From generation to generation, classical music from the symphony has continued in North Carolina, but not without challenges. The financial stress during the recent Recession caused some symphonies around the nation to shut down. Senior Director of Statewide Development Rob Maddrey says the North Carolina Symphony was forced to look at ways to reduce expenses and trim spending.
"Unfortunately, we asked the musicians to take a cut of five weeks of work off their schedule in 2009, because of that sacrifice in the musicians, and salary cuts in the staffing, that dramatically helped but not enough to reduce our debt load and the financial crisis we suffered in 2009."

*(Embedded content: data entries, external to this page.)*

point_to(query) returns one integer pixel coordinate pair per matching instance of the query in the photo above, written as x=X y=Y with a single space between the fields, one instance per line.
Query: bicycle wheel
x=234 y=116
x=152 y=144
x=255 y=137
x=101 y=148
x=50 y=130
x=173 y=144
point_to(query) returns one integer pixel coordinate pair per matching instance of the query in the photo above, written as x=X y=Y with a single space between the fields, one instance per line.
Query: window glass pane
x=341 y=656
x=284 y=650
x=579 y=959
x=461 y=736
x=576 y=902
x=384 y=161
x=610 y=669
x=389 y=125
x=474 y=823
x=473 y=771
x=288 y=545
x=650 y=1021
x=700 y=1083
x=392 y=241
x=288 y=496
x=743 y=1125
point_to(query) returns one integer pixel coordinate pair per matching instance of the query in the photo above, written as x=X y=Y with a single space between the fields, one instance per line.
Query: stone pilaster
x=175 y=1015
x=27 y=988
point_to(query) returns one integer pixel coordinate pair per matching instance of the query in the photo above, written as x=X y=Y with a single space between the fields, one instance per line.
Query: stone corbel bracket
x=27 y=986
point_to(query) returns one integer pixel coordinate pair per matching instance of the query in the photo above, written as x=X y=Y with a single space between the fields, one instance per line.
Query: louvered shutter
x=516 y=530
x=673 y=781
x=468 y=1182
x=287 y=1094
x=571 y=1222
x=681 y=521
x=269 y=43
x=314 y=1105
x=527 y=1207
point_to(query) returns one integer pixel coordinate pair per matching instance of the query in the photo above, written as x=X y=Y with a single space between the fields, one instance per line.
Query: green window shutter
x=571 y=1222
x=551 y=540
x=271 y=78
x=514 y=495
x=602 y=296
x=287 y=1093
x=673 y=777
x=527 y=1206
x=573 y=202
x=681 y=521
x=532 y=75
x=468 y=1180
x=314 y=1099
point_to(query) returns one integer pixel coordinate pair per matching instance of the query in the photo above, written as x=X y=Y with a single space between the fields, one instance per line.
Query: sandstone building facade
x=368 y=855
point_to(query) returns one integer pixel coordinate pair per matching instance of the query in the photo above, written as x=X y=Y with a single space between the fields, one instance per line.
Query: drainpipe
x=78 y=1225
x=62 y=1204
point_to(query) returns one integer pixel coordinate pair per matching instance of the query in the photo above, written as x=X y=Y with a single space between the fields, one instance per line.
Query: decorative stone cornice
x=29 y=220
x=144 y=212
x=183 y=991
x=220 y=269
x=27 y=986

The North Carolina Symphony is funded by State dollars, and donations from individuals, corporate sponsors, and foundation members. They also bring in money from ticket sales.
The North Carolina Symphony offers many free concerts throughout the year, including the Summer Pops Concert Series, which made stops in Tarboro, New Bern, and Jacksonville. The symphony also performed three free concerts on Independence Day.
On Thursday, they'll perform in downtown New Bern for their Holiday Pops Concert. Maddrey says the program provides a mix of traditional carols, orchestral work, and the popular Christmas carol sing-along.
"It begins will angels we have heard on high, a pretty old carol for many folks, then it blends into a piece called March of the Toys from Babes in Toyland.
"There's a piece that William Henry Curry will conduct that's called Russian Christmas Music, it's pretty much a collection of Russian Christmas carols arranged for orchestra, but I think its going to bring a smile to many folks faces, and the first half ends with selections from the Nutcracker that everyone will know and love."
The Holiday Pops Concert takes place next Thursday, December 13 at 7:30pm at the New Bern Riverfront Convention Center. I'm Jared Brumbaugh.